The other nodded.
“Not altogether surprising,” he declared. “There’s money in the thing—or so I always believed, and this other crowd must believe it too; though how they got on to the affair licks me.”
“We shall be very much interested to hear what you can tell us about it,” French prompted. “Will you smoke, Mr. Cheyne?” He held out his cigar case.
“I can’t tell you much,” Price returned, “and nothing that will clear up this blessed mystery that seems to have started up. But this is my story for what it’s worth. Before the war I was on one of the Hudson and Spence boats and I had the luck to get into the R.N.R. when hostilities broke out. I stayed on in my old ship till she was torpedoed a couple of years later, then I was appointed third officer on the Maurania. We were on a trip from South Africa to Brest with army stores, when one day, just as we came into the English Channel, we were attacked by a U-boat. We had an 18-pounder forward, and by a stroke of luck we gave old Fritz one on the knob that did him in. The boat went down and a dozen of the crew were left swimming. We put out a boat and picked one or two of them up. The skipper was clinging on to a lifebelt, but just as we came up he let go and began to sink. I was in charge of the boat, and some fool notion came over me—I think in the hurry I forgot he was a U-boat skipper—but anyhow like a fool I got overboard and got hold of him. It was nothing like a dramatic rescue—there was no danger to me—and we were back on board inside fifteen minutes.”
French and Cheyne were listening intently to this familiar story. So far it was almost word for word that told by Dangle. Apparently, then, there was at least one point on which the latter had told the truth.
“We weren’t out of trouble,” Price resumed, “and next day we came up against another submarine. We exchanged a few shots and then a British destroyer came up and drove him off. But I had the luck to stop a splinter of shell, and when we got to Brest I was sent to hospital. The U-boat skipper had got a crack on the head when his boat went down, and he was sent in too. By a chance we got side by side beds in the same ward, and used to talk a bit, though he was a rotter, even for a Boche.”
Price paused to draw on his cutty pipe, expelling great clouds of smoke of a peculiarly acrid and penetrating quality. Then, the others not speaking, he went on:
“It turned out that the wound on Schulz’s head—his name was Schulz—was serious, and he grew steadily worse. Then one night when the ward was quiet, he woke me and said he knew his number was up and that he had a secret to tell me. We listened, but all the other fellows seemed asleep, and then he told me he could put me in the way of a fortune—that he had hoped to get it himself after the war, but now that it would be a job for someone else.
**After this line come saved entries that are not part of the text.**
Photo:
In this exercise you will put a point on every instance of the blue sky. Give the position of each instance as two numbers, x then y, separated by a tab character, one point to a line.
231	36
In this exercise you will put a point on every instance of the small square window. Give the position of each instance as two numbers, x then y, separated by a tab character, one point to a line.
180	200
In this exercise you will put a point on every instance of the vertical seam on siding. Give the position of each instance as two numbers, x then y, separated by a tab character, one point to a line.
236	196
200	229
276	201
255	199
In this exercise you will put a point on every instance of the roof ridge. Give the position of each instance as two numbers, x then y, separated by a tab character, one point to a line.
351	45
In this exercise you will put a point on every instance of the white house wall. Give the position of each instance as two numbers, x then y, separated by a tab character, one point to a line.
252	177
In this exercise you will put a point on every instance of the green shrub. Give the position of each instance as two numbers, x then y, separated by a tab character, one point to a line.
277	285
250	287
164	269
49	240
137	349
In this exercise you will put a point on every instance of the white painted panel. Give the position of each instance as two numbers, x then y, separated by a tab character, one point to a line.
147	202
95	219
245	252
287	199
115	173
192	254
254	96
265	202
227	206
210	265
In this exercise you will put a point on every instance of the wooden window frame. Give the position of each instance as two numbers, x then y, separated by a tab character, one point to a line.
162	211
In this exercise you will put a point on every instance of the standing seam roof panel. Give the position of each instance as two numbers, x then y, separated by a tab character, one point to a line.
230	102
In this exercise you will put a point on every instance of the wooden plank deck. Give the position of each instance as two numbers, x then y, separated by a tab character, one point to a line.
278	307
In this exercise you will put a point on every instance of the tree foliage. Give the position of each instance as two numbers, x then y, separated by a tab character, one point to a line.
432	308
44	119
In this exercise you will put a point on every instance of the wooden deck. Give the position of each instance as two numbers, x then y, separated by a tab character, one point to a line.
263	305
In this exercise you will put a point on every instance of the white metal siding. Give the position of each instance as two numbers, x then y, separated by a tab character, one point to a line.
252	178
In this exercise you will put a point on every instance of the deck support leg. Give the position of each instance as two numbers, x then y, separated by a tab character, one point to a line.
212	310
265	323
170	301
He said he would tell me the whole thing, and that I might make what I could out of it, if only I would pledge myself to give one-eighth of what I got to his wife. He gave me the address—somewhere in Breslau. He asked me to swear this and I did, and then he took a packet from under his pillow and handed it to me. ‘There,’ he said, ‘the whole thing’s there. I put it in cipher for safety, but I’ll tell you how to read it.’ Well, he began to do so, but just then a sister came in, and he shut up till she would leave. But the excitement of talking about the thing must have been too much for him. He got a weak turn and never spoke again.”
“But,” Cheyne interposed, “what about the hard copper? Dangle told us about Schulz’s discovery.”
Price gazed at him vacantly for some moments and then suddenly smote the table.